3. Definisi Operasional
Kebudayaan adalah sekumpulan adat, tradisi, nilai, norma, dan tata cara hidup yang dijalankan oleh suatu kelompok masyarakat dan diwariskan dari generasi ke generasi. Misalnya adapt dari orang tua ke anak-anaknya; setiap hari sabtu minggu adalah hari untuk keluarga berkumpul. Tiddak ada kegiatan yang tidak dilakukan bersama-sama. Pergi, makan, dan lain-lain dilakuan bersama-sama.
B. Definisi Masyarakat

1. Definisi Etimologis

Masyarakat sebagai terjemahan dari istilah society (dalam bahasa Inggris) yang berasal dari bahasa Latin, yaitu societas yang berarti hubungan persahabatan dengan yang lain. Societas diturunkan dari kata socius yang berarti teman, sehingga arti society berhubungan erat dengan kata sosial. Secara implisit, kata society mengandung makna bahwa setiap anggotanya memiliki perhatian dan kepentingan yang sama dalam mencapai tujuan.
2. Definisi Konseptual
Emile Durkheim
Masyarakat adalah suatu kenyataan obyektif individu-individu yang merupakan anggota-anggotanya.

Max Weber
Masyarakat adalah suatu struktur atau aksi yang pada pokoknya ditentukan oleh harapan dan nilai-nilai dominan dalam warganya.

Karl Marx
Masyarakat adalah suatu struktur yang menderita ketegangan organisasi ataupun perkembangan adanya pertentangan antara kelompok-kelompok yang terpecah secara ekonomis.

Conrad Kottack
Masyarakat adalah hidup yang terorganisir di dalam kelompok.

Carol and Melvin Ember
Masyarakat adalah sekumpulan orang yang menempati wilayah tertentu, bicara dalam bahasa yang sama yang tidak secara umum dimengerti oleh orang-orang di sekitarnya.

3. Definisi Operasional
Masyarakat adalah sekumpulan manusia yang hidup dalam suatu lingkungan yang sama dengan cukup lama, mandiri, memiliki kebudayaan yang sama dan turut serta memiliki kegiatan dalam lingkungan tersebut
C. Definisi Sosiologi

1. Definisi Etimologis

Menurut Auguste Comte, istilah sosiologi berasal dari kata socius dan logos. Socius merupakan bahasa Latin yang berarti kawan atau teman. Sedangkan, logos merupakan bahasa Yunani yang berarti kata atau berbicara. Jadi, sosiologi memiliki arti berbicara mengenai masyarakat.
2. Definisi Konseptual
William Kornblum
Sosiologi adalah suatu upaya ilmiah untuk mempelajari masyarakat dan perilaku sosial anggotanya dan menjadikan masyarakat yang bersangkutan dalam berbagai kelompok dan kondisi.

Paul B. Horton
Sosiologi adalah ilmu yang memusatkan penelaah pada kehidupan kelompok dan produk kehidupan kelompok tersebut.

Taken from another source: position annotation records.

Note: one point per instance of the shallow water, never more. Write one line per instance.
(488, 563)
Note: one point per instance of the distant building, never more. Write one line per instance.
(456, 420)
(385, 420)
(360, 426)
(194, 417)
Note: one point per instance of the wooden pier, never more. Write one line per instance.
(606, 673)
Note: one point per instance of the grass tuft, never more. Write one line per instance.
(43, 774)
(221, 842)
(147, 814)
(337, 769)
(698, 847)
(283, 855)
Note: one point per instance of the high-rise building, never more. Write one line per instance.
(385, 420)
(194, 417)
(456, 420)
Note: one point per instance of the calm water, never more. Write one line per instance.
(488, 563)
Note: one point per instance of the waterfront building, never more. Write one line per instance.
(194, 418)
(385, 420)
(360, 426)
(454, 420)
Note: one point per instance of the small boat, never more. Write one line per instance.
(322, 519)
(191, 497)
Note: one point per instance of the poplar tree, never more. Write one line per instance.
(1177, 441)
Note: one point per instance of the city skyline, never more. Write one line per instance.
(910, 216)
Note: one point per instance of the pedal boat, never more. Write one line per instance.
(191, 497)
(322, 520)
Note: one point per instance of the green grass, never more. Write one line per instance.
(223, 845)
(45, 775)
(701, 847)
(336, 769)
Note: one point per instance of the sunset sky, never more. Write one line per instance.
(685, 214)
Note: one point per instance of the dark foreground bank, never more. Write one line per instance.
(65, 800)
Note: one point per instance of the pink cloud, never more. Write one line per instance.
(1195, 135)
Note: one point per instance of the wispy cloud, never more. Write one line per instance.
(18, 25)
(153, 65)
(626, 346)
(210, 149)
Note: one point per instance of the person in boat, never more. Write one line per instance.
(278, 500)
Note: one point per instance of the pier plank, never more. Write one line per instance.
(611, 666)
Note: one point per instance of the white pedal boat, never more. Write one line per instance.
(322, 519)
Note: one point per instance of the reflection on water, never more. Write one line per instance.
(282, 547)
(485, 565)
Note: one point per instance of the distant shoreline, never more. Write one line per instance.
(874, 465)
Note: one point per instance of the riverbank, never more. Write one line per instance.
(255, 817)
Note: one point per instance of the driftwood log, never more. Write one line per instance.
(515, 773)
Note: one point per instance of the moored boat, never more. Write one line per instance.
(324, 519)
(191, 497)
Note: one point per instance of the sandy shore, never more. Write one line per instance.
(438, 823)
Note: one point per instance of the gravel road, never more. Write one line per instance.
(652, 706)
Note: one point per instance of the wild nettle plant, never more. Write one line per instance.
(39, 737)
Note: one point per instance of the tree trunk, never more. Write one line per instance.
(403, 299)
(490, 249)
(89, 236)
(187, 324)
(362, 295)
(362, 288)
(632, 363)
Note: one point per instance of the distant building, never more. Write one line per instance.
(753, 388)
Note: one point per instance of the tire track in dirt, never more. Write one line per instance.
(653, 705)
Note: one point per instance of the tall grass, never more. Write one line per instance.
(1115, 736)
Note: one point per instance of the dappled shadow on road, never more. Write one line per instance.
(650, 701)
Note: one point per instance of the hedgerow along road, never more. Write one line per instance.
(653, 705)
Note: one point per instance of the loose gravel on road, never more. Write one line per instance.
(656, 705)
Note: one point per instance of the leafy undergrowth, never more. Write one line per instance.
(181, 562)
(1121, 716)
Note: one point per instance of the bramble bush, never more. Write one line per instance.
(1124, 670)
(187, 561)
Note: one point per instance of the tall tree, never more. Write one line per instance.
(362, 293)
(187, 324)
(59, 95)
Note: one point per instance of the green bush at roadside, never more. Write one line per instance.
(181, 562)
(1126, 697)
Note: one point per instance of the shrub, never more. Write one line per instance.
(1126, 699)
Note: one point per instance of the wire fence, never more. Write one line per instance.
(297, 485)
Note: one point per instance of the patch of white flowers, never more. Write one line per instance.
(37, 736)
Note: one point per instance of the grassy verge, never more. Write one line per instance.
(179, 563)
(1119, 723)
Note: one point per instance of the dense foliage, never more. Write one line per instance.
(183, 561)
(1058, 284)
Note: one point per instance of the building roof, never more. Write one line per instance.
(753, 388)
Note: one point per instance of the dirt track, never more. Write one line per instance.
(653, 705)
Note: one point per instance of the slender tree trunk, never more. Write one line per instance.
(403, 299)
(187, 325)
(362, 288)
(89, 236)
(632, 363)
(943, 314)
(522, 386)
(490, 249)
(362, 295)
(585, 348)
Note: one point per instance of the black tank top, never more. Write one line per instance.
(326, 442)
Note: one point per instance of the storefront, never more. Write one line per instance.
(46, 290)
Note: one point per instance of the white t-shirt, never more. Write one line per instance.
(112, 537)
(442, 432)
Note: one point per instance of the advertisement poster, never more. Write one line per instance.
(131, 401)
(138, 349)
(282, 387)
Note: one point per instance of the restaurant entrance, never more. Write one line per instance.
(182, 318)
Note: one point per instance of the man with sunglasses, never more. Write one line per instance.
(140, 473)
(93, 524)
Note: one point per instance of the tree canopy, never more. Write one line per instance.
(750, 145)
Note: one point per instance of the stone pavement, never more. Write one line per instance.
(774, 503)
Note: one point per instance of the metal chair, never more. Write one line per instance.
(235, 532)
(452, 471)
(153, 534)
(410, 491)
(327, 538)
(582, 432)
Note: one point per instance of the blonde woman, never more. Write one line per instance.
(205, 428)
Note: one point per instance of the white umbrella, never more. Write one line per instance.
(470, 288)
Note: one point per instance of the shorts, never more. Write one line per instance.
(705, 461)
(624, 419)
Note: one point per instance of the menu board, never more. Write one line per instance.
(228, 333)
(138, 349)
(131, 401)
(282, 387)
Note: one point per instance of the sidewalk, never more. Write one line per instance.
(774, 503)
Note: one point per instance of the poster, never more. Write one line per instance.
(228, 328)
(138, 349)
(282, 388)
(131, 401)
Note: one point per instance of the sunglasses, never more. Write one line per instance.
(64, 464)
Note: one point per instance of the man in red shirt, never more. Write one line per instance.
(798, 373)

Selo Soemardjan dan Soelarman Soemadi
Sosiologi adalah ilmu kenasyarakatan yang mempelajari struktur social, proses social termasuk perubahan social.

Pitirim Sorokin
Sosiologi merupakan ilmu yang mempelajari:
1.      Hubungan dan pengaruh timbal balik antara aneka macam gejala sosial, misalnya gejala ekonomi, agama, keluarga, dan moral.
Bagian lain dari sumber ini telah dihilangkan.